6. POSSIBLE EVOLUTIONS OF CDNS

It makes sense to think of a CDN that has a proprietary SW client for content recovery that uses an efficient naming system that allows for the ‘request routing’ to be performed in the client, in the consumer machine not depending of (unpredictably slow) network services.

Such a CDN would host all content in their own servers naming objects in a sound way (probably with geographical and topological meaning) so each consumer with the proper plugin and a minimum local DB can access the best server in the very first transaction: resolution time is zero! This CDN would rewrite web pages of its customers replacing names by structured names that are meaningful to the request routing function.   The most dynamic part of the intelligence that the plugin requires is a small pre-computed DB that is created centrally, periodically using all the relevant information to map servers to names. This DB is updated from the network periodically. The information included in this DB:  updated topology info, business policies, updated lists of servers.  It is important to realise that a new naming structure is key to make this approach practical. If names do not help the DB will end up being humungous.

Of course this is not so futuristic. Today we have a name cache in the web browser + /etc/hosts + cache in the DNS servers. It is a little subtle to notice that the best things of the new schema are: suppress the first query (and all the first queries after TTL expiration). Also there is no influence of TTLs, which are controlled by DNS owners out of cdn1, and there are no TTLs that maybe built in browsers….

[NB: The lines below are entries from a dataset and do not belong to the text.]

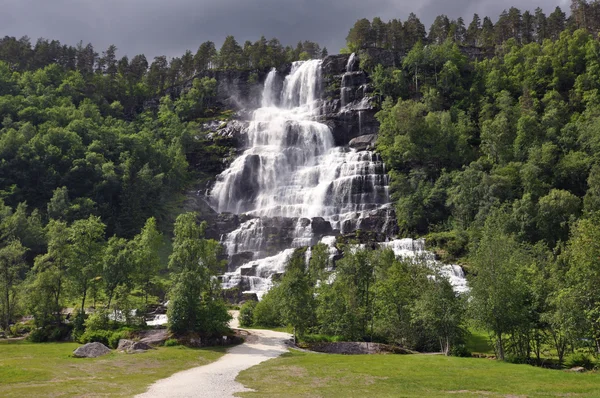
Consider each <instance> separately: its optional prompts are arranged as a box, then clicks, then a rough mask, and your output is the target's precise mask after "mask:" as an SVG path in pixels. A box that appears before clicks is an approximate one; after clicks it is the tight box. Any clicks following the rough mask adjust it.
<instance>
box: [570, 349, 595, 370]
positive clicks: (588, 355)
mask: <svg viewBox="0 0 600 398" xmlns="http://www.w3.org/2000/svg"><path fill="white" fill-rule="evenodd" d="M566 364H567V367H568V368H574V367H579V366H581V367H582V368H584V369H587V370H593V369H594V368H595V367H596V361H595V360H594V359H593V358H592V357H590V356H589V355H585V354H582V353H579V352H577V353H575V354H573V355H571V356H570V357H569V358H568V359H567V362H566Z"/></svg>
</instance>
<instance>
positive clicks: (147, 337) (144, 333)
mask: <svg viewBox="0 0 600 398" xmlns="http://www.w3.org/2000/svg"><path fill="white" fill-rule="evenodd" d="M139 337H140V343H146V344H148V345H162V344H163V343H164V342H165V341H167V340H168V339H169V337H170V336H169V331H168V330H167V329H154V330H147V331H144V332H142V333H141V334H140V336H139Z"/></svg>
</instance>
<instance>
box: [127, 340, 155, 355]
mask: <svg viewBox="0 0 600 398" xmlns="http://www.w3.org/2000/svg"><path fill="white" fill-rule="evenodd" d="M152 349H153V348H152V347H150V346H149V345H148V344H146V343H142V342H141V341H136V342H134V343H133V345H132V346H131V347H130V348H129V349H128V350H127V352H128V353H130V354H135V353H138V352H144V351H148V350H152Z"/></svg>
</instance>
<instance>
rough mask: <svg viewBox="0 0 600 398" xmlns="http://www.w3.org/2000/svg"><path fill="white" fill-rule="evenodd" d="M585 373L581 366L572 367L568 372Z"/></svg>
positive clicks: (584, 369) (584, 368)
mask: <svg viewBox="0 0 600 398" xmlns="http://www.w3.org/2000/svg"><path fill="white" fill-rule="evenodd" d="M585 371H586V369H585V368H584V367H581V366H575V367H573V368H571V369H569V370H568V372H574V373H583V372H585Z"/></svg>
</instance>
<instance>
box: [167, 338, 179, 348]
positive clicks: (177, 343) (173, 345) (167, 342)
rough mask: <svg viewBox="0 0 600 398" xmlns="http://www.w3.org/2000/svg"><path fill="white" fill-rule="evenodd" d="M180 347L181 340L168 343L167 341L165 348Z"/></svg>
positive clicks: (167, 341)
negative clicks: (180, 341)
mask: <svg viewBox="0 0 600 398" xmlns="http://www.w3.org/2000/svg"><path fill="white" fill-rule="evenodd" d="M178 345H180V344H179V340H177V339H169V340H167V341H165V347H176V346H178Z"/></svg>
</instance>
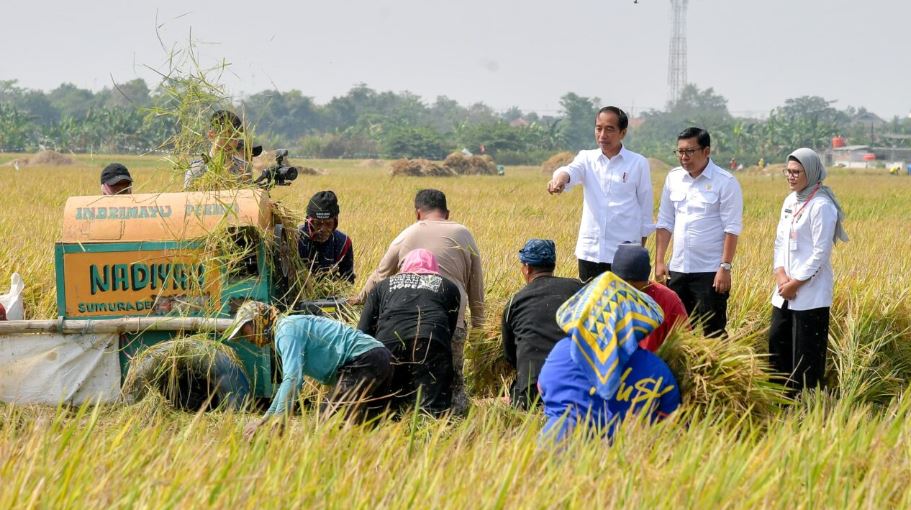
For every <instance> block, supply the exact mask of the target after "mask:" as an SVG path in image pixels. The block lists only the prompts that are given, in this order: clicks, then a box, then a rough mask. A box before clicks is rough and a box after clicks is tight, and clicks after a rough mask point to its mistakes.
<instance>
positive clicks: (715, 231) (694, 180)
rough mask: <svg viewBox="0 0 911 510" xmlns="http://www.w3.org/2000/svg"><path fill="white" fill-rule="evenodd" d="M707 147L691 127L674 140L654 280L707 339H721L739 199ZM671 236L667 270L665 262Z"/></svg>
mask: <svg viewBox="0 0 911 510" xmlns="http://www.w3.org/2000/svg"><path fill="white" fill-rule="evenodd" d="M711 142H712V140H711V137H710V136H709V133H708V131H706V130H704V129H701V128H696V127H691V128H687V129H685V130H683V132H682V133H680V135H679V136H677V150H676V153H677V157H678V158H679V160H680V166H679V167H677V168H675V169H673V170H671V171H670V173H668V175H667V179H665V181H664V190H663V191H662V193H661V204H660V205H659V207H658V224H657V228H658V230H657V232H656V234H655V240H656V241H657V249H656V254H655V258H656V259H657V260H656V261H655V279H657V280H658V281H659V282H660V281H663V280H666V281H667V286H668V287H670V289H671V290H673V291H674V292H676V293H677V295H678V296H680V299H681V300H682V301H683V305H684V306H685V307H686V312H687V314H689V316H690V317H691V318H694V319H695V320H701V321H702V324H703V332H704V333H705V335H706V336H725V335H726V334H727V333H726V332H725V326H726V325H727V306H728V293H729V292H730V290H731V264H732V263H733V261H734V253H735V252H736V251H737V237H738V236H739V235H740V231H741V230H742V229H743V194H742V192H741V190H740V183H738V182H737V179H736V178H734V176H733V175H731V174H730V172H728V171H727V170H723V169H722V168H721V167H719V166H718V165H716V164H715V163H714V162H712V160H711V158H710V157H709V156H710V154H711V152H712V148H711ZM672 236H673V238H674V253H673V255H672V256H671V263H670V267H668V266H666V265H665V264H664V259H665V254H666V253H667V247H668V244H669V243H670V241H671V237H672ZM668 269H670V271H668ZM668 278H670V279H669V280H668Z"/></svg>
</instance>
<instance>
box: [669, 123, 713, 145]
mask: <svg viewBox="0 0 911 510" xmlns="http://www.w3.org/2000/svg"><path fill="white" fill-rule="evenodd" d="M690 138H695V139H696V141H697V142H699V147H701V148H703V149H704V148H706V147H711V146H712V137H711V136H709V132H708V131H706V130H704V129H702V128H697V127H695V126H694V127H688V128H686V129H684V130H683V131H681V132H680V134H679V135H677V141H680V140H689V139H690Z"/></svg>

This approach may succeed for these reasons:

1-      Not all objects hosted in internet are important enough to be indexed in a CDN and dynamism of key routing information is so low that it is feasible to keep all terminals up to date with infrequent sync events.

2-      Today computing capacity and storage capacity in terminals (even mobile) are enough to handle this task and the penalty paid in time is by far less than the best possible situation (with the best luck) using collaborative DNS.

3-      It is possible, attending to geographic position of the client, to download only that part of the map of servers that the client needs to know.  It suffices to recover the ‘neighbouring’ part of the map. In case of an uncommon chained failure of many neighbour servers, it is still possible to dynamically download a far portion of the map.